As a mother, one becomes something of an expert on scary disease names. Shortly after giving birth, some switch in your brain opens up a cerebral vat into which you pour the name of every horrific childhood ailment yet discovered. And they stay there, stewing and bubbling over every time your child looks the tiniest bit wan.

Illnesses were just icky or a bore before I had kids. Now if my child so much as clears her throat, it's straight to the Cystic Fibrosis section of the "Mother's Guide to Life-Threatening Conditions That Your Child Almost Certainly Has" book on my shelves. I usually work back from CF, through lung cancer, pneumonia, asthma, pertussis, bronchitis, and finally, good old upper respiratory tract infection, which is what a cold gets called these days. Is this some weird corollary to the whooping cough rule — the less scary the disease, the scarier the name? I've even had my baby tested for anthrax. She didn't have it, even though we live mere blocks from a post office.

Now that I know whooping cough numbers are up, I'll have to linger over the list of symptoms in that part of the chart to try to project them on to my offspring. The baby + phlegm cocktail is one of the most brutal for mothers. Once stricken, infant nasal passages are so small that any mucus makes their breathing sound like Darth Vader in the final stages of emphysema. You keep wishing: "if it only it could be me who has the cold, instead of her." And before you know it, presto, it is.

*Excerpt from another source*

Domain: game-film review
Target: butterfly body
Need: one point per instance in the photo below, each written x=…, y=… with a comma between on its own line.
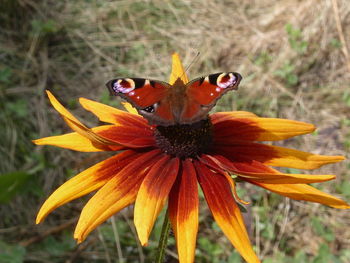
x=164, y=104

But here's the weird part: Once I have established that the little tot is not on the brink of petering out, I think, "I can still go to work, right?" Sometimes the journey from "Fifi is about to die" to "I'm abandoning Fifi before I miss my train" can take less than three seconds. And then there's the hideous clash of wills between wanting to cuddle said sick child and not really wanting sick child's snot all over your only presentable blouse. There's a marketing opportunity here. What working mom will want to go through life without the Phlegm-Phighting Apron or SnotAway spray?

One of the secrets a lot of us are too ashamed to admit is that actually it's nicer round the house when the kids are sick. They're a little dopey and tired. They want more hugs. They go to bed early and nap lots. You can get stuff done. If you could stop worrying for a second, it's almost like a vacation.

So I'm going to stop being anxious about whooping cough. I'm too busy anyway, what with the outbreak of a mysterious rash in elementary schools in Philadelphia. That's only two hours drive from my place.